TAMPA (FOX 13) - Tampa Bay Lightning owner and developer Jeffrey Vinik is focused on much more than just hockey these days. Not only is he focused on luring businesses from around the world to downtown Tampa, he's focused on wellness.
"If we could all walk a little bit more, myself included, it makes a huge difference in quality of life," Vinik tells Fox-13 News. "It helps businesses attract and retain employees."
That's why Strategic Property Partners, which is partnership between Vinik and Cascade Investment, has ambitious development renderings for Channelside that include bike paths, green spaces, public art, and lots of greenery.
Vinik's vision for developing the empty lots around Amalie Arena include residential housing, restaurants stores and businesses.

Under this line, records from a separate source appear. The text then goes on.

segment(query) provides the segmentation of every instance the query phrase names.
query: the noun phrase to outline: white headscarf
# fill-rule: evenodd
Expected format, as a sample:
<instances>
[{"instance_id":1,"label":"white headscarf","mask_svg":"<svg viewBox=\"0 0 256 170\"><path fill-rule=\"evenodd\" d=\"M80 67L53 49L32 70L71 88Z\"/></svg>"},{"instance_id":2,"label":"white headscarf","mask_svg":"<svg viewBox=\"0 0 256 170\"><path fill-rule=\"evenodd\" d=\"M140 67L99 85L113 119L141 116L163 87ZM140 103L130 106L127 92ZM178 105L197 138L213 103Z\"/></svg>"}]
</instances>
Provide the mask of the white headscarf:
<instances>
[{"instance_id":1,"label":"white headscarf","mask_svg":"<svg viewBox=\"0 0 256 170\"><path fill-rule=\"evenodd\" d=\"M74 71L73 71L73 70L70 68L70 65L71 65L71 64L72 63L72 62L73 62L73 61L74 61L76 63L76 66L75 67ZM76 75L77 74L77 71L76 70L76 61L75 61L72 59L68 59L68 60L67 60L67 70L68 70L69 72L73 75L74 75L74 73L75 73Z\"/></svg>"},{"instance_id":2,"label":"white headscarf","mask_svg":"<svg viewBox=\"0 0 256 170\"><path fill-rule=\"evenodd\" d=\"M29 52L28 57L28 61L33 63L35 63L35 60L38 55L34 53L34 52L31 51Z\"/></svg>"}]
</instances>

"Wellness is a huge social movement among millennials and empty nesters too," says Vinik, so he says it's a win-win for the area, especially since USF has already committed to moving their school of medicine there.
Vinik's investment in the area runs deep in just a few short years. Beyond his help turning the Lightning franchise around since acquiring it in 2010, he has committed to giving $10 million dollars through his Community Heroes campaign. The team gives away $50,000 at every home game and in an extended interview with Fox-13's Mark Wilson, Vinik was quick to show his humility when asked about it.
"I get all this credit, I get the fanfare, but there are countless people who spend their money and their time helping others and making a difference in other people's lives," Vinik told Mark. "We should be thanking them, it's fantastic."
Mark also asked him about the recent ESPN report that ranked the Tampa Bay Lightning as the top franchise in all of hockey and the third overall in sports, based on the team, ownership, fan relations, affordability and arena experience.
"What I really liked about that is that it is from the fan,s because that's what we focus on," Vinik says. "We focus on this community, serving this community. I love this sport of hockey, it's a great sport and there's no reason it can't be embraced in this town as much as it is in northern towns, and I think we're on the way to doing that."